Legal firms, for example, make a point of running blogs that explain how their processes work in layman’s terms. It’s all designed to be helpful, accessible content for potential customers.

3. No website marketing plan

Your website is like the display window at the front of a department store. It’s the public facing part of your business. And it’s got to look good. But all too often, startup websites aren’t fronts for their brands. They’re generic templates that look as if they’ve been thrown together in five minutes.

Building brand identity through your website is an essential part of building a successful business. Because it’s your website that the public and other businesses see, this is what defines you. That’s why it’s so important that it’s good.
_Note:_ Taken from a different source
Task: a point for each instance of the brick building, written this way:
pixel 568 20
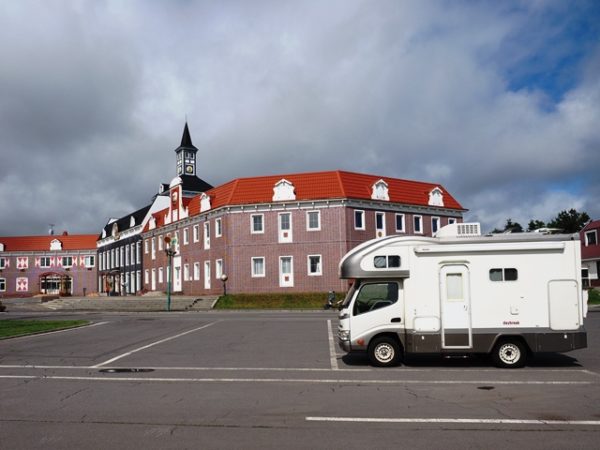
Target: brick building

Take a couple of hours thinking about exactly what information you want to communicate through your website. What should it be saying about your business? And are there any graphics or logos that you should include to make it consistent?

4. Being too modest

The internet is full of people unashamedly screaming out for attention. Sometimes what they have to offer is good. But most of the time, the content itself is far from ideal.

The problem for the startup, however, is being heard above the noise. This is challenging enough in itself. But often startups will be further hamstrung because they are too modest to seek publicity.
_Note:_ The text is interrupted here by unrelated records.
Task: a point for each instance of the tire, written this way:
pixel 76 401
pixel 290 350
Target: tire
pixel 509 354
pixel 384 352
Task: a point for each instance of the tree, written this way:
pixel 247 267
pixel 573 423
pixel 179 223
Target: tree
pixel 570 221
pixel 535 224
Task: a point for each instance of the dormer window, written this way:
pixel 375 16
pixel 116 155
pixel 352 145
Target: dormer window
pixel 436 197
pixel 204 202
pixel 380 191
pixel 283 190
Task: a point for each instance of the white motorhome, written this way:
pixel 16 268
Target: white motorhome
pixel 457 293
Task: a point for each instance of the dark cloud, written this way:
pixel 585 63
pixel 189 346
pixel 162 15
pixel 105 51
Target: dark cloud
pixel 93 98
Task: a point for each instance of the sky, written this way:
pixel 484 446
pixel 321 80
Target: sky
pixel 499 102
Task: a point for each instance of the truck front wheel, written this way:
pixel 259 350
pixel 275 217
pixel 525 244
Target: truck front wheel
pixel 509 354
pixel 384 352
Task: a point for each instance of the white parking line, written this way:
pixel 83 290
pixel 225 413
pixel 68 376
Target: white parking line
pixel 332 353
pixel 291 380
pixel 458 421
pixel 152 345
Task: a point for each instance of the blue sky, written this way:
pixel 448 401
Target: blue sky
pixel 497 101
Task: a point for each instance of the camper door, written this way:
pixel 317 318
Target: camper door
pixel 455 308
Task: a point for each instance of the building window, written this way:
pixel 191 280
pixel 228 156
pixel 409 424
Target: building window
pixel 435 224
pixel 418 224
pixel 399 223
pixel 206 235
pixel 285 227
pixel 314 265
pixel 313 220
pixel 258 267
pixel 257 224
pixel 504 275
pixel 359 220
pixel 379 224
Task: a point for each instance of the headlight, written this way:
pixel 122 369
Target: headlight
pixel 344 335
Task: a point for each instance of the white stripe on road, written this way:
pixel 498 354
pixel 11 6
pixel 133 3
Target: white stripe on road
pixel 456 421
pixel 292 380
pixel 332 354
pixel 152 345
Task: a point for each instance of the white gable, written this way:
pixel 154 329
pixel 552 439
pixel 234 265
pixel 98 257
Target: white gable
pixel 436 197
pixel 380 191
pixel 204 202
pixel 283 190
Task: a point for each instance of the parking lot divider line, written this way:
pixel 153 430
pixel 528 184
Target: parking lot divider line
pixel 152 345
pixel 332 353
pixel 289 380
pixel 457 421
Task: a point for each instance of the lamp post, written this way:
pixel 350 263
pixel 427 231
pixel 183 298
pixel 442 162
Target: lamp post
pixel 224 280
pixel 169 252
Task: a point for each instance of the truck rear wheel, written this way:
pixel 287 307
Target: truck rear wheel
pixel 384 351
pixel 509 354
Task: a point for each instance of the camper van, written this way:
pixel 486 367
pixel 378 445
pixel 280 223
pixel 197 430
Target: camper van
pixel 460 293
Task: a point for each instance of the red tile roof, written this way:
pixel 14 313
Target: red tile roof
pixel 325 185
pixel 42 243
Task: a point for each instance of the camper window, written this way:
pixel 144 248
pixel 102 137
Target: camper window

The key to generating interest in your website is to tell your story. It doesn’t have to be War and Peace, of course. It just has to be the story about why your company is unique.

Customers are most interested in your story than you realise. Stories are what draws them into your firm’s brand. It’s what gives customers an affinity with you do. And it’s what gives them something to believe in.
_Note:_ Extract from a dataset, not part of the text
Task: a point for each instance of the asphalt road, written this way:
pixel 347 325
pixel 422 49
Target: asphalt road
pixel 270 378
If your startup is an ethical company, you can build this ethical aspect into your brand by telling a story. Perhaps you wanted to set up a chain of healthy, fast-food restaurants because you objected to what the big corporates were doing. This is the type of story that people can really get on board with. And it’s the sort of thing that will align them with your brand.

5. Failing to list on established sites

Even if you do everything right, your website may still get lost in among the billions of pages on the internet. That’s why it’s worth using more established sites to get a leg up.

The first thing that you can do is make comments on other sites. The goal here isn’t necessarily to build links. It’s to create engaging, helpful and meaningful content that will build reputation. As your name floats around the internet, this will divert more traffic to your website and help improve its visibility.

The second thing that you can do is write articles and try to get them published on other websites. This will mean that more people will come into contact with your message. And more potential customers are likely to want to know more about you by going to your website. Guest blogging is an excellent way to get your site known to another site’s audience.

The third thing that you can do is connecting your site through popular social media channels. Facebook, LinkedIn, and Twitter are all being used right now by businesses to promote their websites and their content.

6. Failing to use pay-per-click advertising

In the early days, very few people will visit your site, if any. The majority of your business will be done through word of mouth and recommendations. But there are limits to that kind of growth in a digital economy. And that’s why pay-per-click advertising is so important.

Essentially, PPC funnels interested customers to your website, dramatically increasing traffic. PPC is moderately expensive for a startup. But it’s something that can be tapered down once you build your reputation and traffic increases naturally. Often PPC advertising pays for itself. Most small businesses will use something like Google Adwords.